Benford's law and voting in Georgia
Using his data for first digits, neither the Biden nor the Trump first digits are significantly different from what would be predicted by Benford's law. Using R:
countyBiden <- c(47,40,16,21,7,9,9,5,5)
countyTrump <- c(43,36,12,15,9,17,9,9,9)
benford <- log10(2:10) - log10(1:9)
chisq.test(countyBiden, p=benford)
#
# Chi-squared test for given probabilities
#
# data: countyBiden
# X-squared = 12.601, df = 8, p-value = 0.1263
#
chisq.test(countyTrump, p=benford)
#
# Chi-squared test for given probabilities
#
# data: countyTrump
# X-squared = 11.231, df = 8, p-value = 0.189
That is even before considering whether Benford's law should apply here.
To apply Benford's law, it's required that the numbers in question are distributed over several orders of magnitude. I'm not going to waste my time watching a propaganda / disinfo video; I'll just note that voting precincts are of relatively uniform size and so Benford's law is inappropriate in this setting.
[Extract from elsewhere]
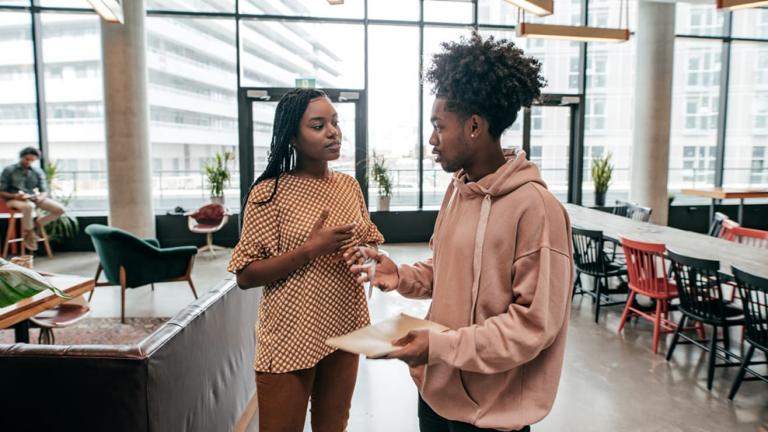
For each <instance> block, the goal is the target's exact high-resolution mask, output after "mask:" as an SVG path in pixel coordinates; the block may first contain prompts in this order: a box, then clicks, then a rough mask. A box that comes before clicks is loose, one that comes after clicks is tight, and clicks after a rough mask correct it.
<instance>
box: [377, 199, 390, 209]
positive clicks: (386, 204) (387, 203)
mask: <svg viewBox="0 0 768 432" xmlns="http://www.w3.org/2000/svg"><path fill="white" fill-rule="evenodd" d="M389 198H390V197H386V196H379V206H378V207H376V209H377V210H378V211H389Z"/></svg>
As I said in an answer on Skeptics SE, you can get a "Benford plot" by starting with a simple histogram of the values on a $\log_{10}$ scale, then "wrapping" the histogram by merging buckets that have the same fractional part, then redistributing the values into nine buckets of unequal size. Here's an example of doing this on about 2000 random log-normally distributed values with a standard deviation of 0.5:
The buckets on the right follow Benford's law to exactly the same extent that the buckets in the middle are filled uniformly. The buckets in the middle will generally be filled uniformly if the original distribution on the left is "wide enough"; of course they could also end up uniformly filled for other reasons, but that's the most common reason.
Here's what happens if you use the same number of random values with the same mean, but a standard deviation of 0.2:
Benford's law is violated not because the distribution is any less realistic, but just because it's narrower. The fact that the mean is 10.0 and not, say, 10.5 makes a big difference here; the Benford plot would look very different if the mean was shifted, though the original histogram wouldn't.
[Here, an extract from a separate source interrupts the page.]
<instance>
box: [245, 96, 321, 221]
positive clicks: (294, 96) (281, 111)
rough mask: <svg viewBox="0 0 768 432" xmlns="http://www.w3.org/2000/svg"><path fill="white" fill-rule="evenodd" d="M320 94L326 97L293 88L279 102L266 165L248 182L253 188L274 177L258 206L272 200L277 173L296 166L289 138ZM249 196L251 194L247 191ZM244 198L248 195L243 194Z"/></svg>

In my other answer you can see similar charts using real data from Chicago precincts.
This video used data scraped from here. Here are my histograms of that data for Trump (top) and Biden (bottom):
The charts on the right don't quite match the ones in the question, presumably because the numbers have been updated, but they're close.
I didn't do any goodness-of-fit analysis, but what I see here is a whole lot of nothing. The distributions for both Trump and Biden look like what I'd expect from a random simulation, keeping in mind that there are only 159 counties in Georgia, to the 2069 precincts in Chicago. The Benford diagrams on the right are not so obviously random, but that's simply because they use uneven buckets; they are harder to eyeball. There is no advantage to bucketing the data that way. It only obfuscates it. The rationale for checking Benford's law in base 10 specifically is that numbers made up by human beings don't have the correct distribution of leading digits, but that would still show up in the histograms on the left as a pattern with a period of 1. I'm not convinced that there's any advantage to doing a Benford's law analysis over just analyzing the original histogram.